Conformity and Obedience
The desire to be acknowledged and are part of a group is an undeniable human need. Yet how does this kind of need have an effect on an individual? Sociable psychologists possess conducted many experiments and concluded that, through various varieties of social influence, groups can alter their members' thoughts, emotions, and patterns. In her essay " Group Heads, " Doris Lessing examines our paradoxical ability to phone ourselves individuals and the inability to realize that groups define and influence all of us. We, since humans, carry individualism in the highest respect yet fail to realize that teams diminish each of our individuality. Lessing writes, " when we're in a group, we tend to think as that group does... but all of us also find our pondering changing since we belong to a group" (p. 334). Groups have tendency to create norms, or standards for behavior in some situations. Certainly not following these kinds of norms will make you stand out and, therefore , groupings have the ability to affect our thoughts and actions in ways which might be consistent with the groups'. Lessing's composition helps arranged the framework to understand the experiments that social psychologists Solomon Asch, Stanley Milgram and Philip Zimbardo carried out to explain conformity and behavior. Solomon Asch's experiment in " Opinions and Social Pressure" researched a subject's ability to produce to social pressure once placed within a group of unknown people. His analysis helped illustrate how teams encourage conformity. During a normal experiment, members of the group were asked by experimenter to claim two evident mismatched lines were similar. The single individual who was not aware of this information was the focal point in the experiment. A dozen out of eighteen occasions the unsuspicious individual travelled along with the vast majority, dispelling his beliefs in support of the opinions of the group. So why did an interest conform in two-thirds from the tests? Affect causes all of us to think and act in manners that are...
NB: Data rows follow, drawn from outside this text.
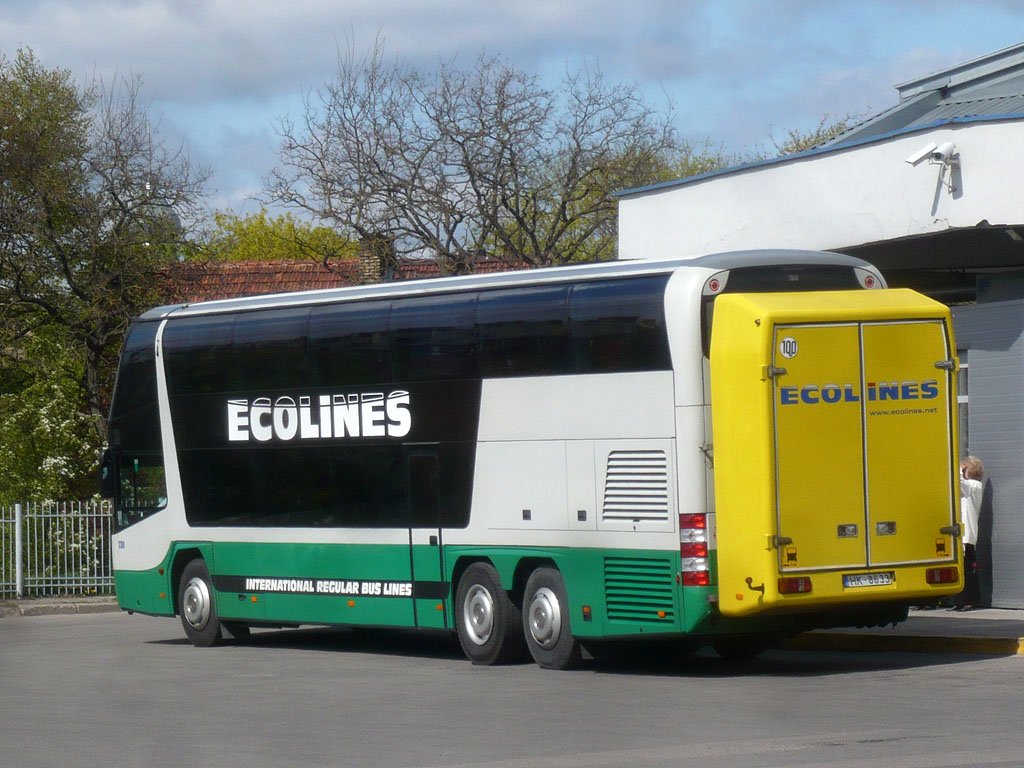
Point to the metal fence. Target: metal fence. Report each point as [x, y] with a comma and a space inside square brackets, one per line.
[55, 548]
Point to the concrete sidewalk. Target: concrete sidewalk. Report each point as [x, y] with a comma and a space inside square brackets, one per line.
[42, 606]
[987, 631]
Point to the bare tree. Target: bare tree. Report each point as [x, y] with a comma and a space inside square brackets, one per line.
[461, 165]
[91, 210]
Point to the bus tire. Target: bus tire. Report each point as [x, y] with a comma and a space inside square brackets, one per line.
[546, 622]
[199, 614]
[238, 630]
[485, 619]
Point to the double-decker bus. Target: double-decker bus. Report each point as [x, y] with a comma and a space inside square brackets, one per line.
[715, 451]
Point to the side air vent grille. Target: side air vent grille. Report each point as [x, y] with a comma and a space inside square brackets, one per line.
[636, 486]
[639, 590]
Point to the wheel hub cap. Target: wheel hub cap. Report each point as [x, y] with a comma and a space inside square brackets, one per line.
[196, 603]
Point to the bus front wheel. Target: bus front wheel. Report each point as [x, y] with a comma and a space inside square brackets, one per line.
[546, 622]
[485, 619]
[199, 614]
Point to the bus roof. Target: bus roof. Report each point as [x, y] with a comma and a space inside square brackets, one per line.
[728, 260]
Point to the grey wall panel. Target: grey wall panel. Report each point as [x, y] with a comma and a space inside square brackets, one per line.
[993, 334]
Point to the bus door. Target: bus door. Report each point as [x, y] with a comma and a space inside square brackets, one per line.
[426, 552]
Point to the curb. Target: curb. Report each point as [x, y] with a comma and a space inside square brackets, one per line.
[995, 646]
[55, 607]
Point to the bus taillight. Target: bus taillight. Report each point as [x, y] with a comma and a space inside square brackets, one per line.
[693, 550]
[695, 579]
[794, 585]
[942, 576]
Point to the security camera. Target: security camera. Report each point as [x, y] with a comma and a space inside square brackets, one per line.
[944, 153]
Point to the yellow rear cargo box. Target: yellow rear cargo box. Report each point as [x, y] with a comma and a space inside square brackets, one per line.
[834, 420]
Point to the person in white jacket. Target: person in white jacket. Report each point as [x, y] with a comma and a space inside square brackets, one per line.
[972, 472]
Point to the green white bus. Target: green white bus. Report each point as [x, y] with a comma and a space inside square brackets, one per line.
[524, 459]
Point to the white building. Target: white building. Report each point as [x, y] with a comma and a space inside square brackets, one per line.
[932, 192]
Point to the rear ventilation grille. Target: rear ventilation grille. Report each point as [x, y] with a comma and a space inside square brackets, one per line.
[636, 486]
[639, 590]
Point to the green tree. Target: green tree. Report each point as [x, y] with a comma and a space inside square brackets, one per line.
[259, 238]
[47, 443]
[462, 164]
[92, 207]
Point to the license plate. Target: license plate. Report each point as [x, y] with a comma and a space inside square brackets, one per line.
[868, 580]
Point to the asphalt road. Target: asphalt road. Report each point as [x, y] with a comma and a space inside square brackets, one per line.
[116, 690]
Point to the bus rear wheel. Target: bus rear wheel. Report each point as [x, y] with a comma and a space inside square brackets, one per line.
[485, 619]
[199, 614]
[546, 622]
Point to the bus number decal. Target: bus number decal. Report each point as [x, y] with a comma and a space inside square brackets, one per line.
[287, 418]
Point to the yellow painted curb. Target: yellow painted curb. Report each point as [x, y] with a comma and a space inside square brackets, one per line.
[996, 646]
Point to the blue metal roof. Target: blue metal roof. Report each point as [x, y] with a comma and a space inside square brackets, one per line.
[988, 88]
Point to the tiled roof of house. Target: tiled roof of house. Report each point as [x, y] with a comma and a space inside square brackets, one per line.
[208, 281]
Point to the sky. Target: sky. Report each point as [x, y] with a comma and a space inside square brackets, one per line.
[220, 74]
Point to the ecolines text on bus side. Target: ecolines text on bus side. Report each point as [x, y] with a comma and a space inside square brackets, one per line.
[813, 394]
[341, 415]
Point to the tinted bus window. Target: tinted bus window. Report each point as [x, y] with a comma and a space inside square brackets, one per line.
[350, 343]
[777, 279]
[270, 349]
[524, 332]
[434, 337]
[619, 325]
[134, 419]
[324, 486]
[198, 354]
[134, 430]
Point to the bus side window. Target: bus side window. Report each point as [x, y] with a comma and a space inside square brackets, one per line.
[619, 326]
[270, 349]
[141, 485]
[524, 332]
[434, 338]
[350, 344]
[199, 355]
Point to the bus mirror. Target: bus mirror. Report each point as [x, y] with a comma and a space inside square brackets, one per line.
[108, 485]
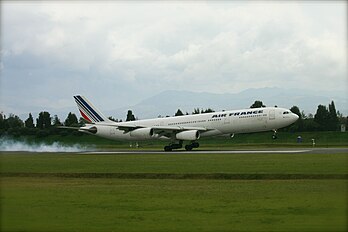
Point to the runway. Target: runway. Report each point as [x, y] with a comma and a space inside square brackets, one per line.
[244, 151]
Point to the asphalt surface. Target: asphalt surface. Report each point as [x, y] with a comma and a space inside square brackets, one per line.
[244, 151]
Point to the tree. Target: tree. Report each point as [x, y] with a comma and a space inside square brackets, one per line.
[113, 119]
[333, 121]
[71, 120]
[209, 110]
[257, 104]
[13, 121]
[44, 120]
[179, 113]
[2, 121]
[56, 121]
[29, 123]
[196, 111]
[130, 116]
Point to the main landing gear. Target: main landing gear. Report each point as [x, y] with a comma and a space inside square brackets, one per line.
[274, 136]
[188, 147]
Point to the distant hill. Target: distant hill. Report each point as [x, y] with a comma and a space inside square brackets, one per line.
[167, 102]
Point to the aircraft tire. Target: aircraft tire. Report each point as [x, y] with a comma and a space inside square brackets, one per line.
[195, 145]
[168, 148]
[188, 147]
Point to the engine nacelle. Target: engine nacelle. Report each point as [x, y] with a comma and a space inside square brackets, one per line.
[142, 133]
[190, 135]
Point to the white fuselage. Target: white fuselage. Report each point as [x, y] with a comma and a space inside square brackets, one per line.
[214, 124]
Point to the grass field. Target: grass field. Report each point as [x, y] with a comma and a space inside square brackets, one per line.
[54, 192]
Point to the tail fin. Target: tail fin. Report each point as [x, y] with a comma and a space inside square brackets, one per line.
[88, 111]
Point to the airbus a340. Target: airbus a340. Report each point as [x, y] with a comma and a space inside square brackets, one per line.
[188, 128]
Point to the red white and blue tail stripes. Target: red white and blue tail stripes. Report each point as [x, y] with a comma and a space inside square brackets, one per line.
[88, 111]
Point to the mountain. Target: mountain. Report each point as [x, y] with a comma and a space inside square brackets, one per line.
[166, 103]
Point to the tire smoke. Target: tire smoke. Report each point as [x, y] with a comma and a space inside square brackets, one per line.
[7, 144]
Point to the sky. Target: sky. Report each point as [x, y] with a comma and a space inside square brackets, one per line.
[121, 52]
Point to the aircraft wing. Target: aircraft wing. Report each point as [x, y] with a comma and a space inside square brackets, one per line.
[160, 130]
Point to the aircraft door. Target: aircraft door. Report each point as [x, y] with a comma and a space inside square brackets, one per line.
[227, 120]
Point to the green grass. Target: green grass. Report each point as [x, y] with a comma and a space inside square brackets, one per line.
[299, 163]
[40, 192]
[58, 204]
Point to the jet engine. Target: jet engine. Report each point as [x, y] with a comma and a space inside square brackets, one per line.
[142, 133]
[190, 135]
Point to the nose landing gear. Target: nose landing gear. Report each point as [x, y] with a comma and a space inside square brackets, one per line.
[189, 147]
[172, 146]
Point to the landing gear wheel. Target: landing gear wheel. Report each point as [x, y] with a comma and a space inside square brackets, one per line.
[168, 148]
[195, 145]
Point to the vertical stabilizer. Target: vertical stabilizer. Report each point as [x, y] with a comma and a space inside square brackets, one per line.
[88, 111]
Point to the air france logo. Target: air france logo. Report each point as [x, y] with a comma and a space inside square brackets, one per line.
[252, 112]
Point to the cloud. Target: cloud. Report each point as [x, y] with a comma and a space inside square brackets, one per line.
[129, 50]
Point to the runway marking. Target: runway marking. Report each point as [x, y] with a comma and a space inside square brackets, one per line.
[200, 152]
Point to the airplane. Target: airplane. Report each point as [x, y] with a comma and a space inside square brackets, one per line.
[188, 128]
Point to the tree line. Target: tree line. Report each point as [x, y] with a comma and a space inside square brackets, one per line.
[325, 119]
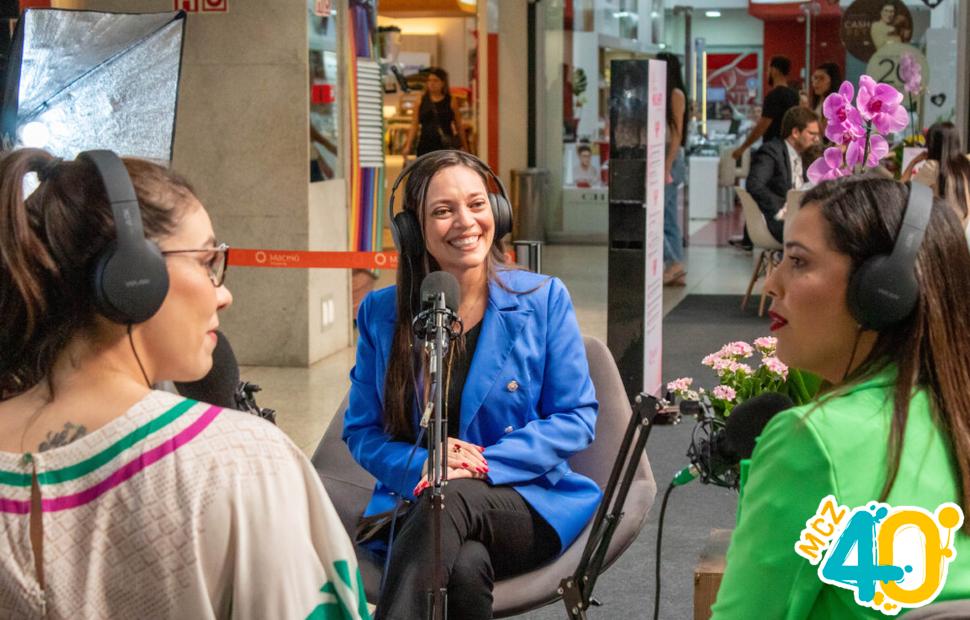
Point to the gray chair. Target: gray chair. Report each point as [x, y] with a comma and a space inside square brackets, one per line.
[349, 487]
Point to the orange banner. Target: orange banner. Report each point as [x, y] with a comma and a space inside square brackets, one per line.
[242, 257]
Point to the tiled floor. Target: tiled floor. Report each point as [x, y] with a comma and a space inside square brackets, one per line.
[306, 398]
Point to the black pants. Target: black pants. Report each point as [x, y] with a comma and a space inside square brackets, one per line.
[488, 533]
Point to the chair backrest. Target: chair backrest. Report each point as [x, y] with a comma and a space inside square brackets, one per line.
[726, 168]
[757, 227]
[741, 171]
[596, 461]
[793, 202]
[949, 610]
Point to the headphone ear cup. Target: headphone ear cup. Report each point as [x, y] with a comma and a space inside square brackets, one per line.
[407, 234]
[502, 213]
[115, 297]
[880, 294]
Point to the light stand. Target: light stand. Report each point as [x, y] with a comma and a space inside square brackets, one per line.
[577, 590]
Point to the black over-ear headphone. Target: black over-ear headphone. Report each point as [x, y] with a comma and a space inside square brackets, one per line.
[883, 290]
[406, 229]
[129, 278]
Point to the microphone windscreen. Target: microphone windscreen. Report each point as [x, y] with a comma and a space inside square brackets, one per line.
[218, 387]
[438, 282]
[749, 419]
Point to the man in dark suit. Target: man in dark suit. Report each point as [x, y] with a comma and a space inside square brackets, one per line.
[777, 166]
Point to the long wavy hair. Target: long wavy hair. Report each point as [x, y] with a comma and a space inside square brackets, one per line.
[48, 244]
[929, 348]
[401, 377]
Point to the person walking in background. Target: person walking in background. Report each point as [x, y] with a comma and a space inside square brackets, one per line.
[779, 100]
[945, 168]
[777, 166]
[675, 171]
[437, 123]
[826, 80]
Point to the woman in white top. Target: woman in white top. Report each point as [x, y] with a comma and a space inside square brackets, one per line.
[117, 501]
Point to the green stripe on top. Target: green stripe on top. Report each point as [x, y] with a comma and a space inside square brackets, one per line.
[78, 470]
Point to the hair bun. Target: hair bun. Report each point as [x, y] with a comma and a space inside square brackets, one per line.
[48, 169]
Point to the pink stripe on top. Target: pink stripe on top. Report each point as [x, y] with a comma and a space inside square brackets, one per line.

Reported: Asch, Solomon. " Viewpoints and Interpersonal Pressure. " In L. Behrens & L. T. Rosen (Eds). Writing and Reading Across the Curriculum. (pp. 336-342). Nyc: Longman Press.
Lessing, Doris. " Group Brains. " In L. Behrens & T. J. Rosen (Eds). Producing and Browsing Across the Programs. (pp. 333-335). New York: Longman Press.
Milgram, Stanley. " The Perils of Obedience. " In L. Behrens & T. J. Rosen (Eds). Composing and Studying Across the Programs. (pp. 343-355). New York: Longman Press.
Zimbardo, Philip. " The Stanford Prison Test. " In L. Behrens & M. J. Rosen (Eds). Writing and Examining Across the Subjects. (pp. 363-375). New York: Longman Press.